Catalog description Application of formal methods to discrete analysis—mathematical induction, the correctness of algorithms, relations and functions, combinatorics, analysis of algorithms. Application of formal methods to the modeling of discrete structures of computer science—graphs, binary trees.
Objective As this course is a continuation of Math 220 the objective is the same. Specifically, the philosophy of this course is expressed well by Robin Milner, the 1992 Turing Award winner, in an interview printed in Communications of the ACM , January, 1993:
The best thing to do, whether you’re of a theoretical or a practical bent, is to treat the subject as neither purely theoretical or purely practical. The worst thing you can do is to follow your bent, which would probably be on one of those sides, and ignore the other side. The whole richness of the subject comes from the interplay between practice and theory.
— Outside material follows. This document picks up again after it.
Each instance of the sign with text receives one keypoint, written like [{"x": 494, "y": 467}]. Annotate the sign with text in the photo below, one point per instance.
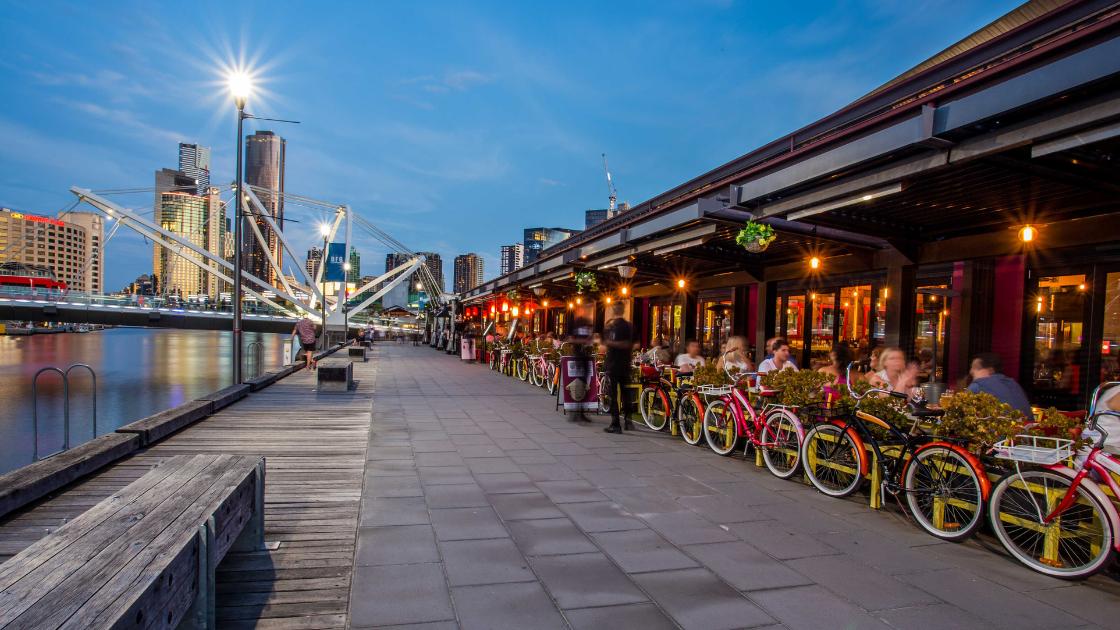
[
  {"x": 336, "y": 260},
  {"x": 579, "y": 388}
]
Many will pretty soon find themselves ignoring one of those components because they will naturally become very applications oriented or very basic-research oriented. But the longer we can keep the link between the theoretical frontier and the practical frontier, the better the whole thing will be. We should encourage the next generation to respect that link. If you don’t respect that, you lose a whole degree of freedom in the interest of the subject.
Both mathematics and computer science are based on logic as a tool to establish truth through various techniques of proof. The objective of this course is for us to learn formal logic as a theoretical foundation and its application to topics in discrete mathematics and computer science.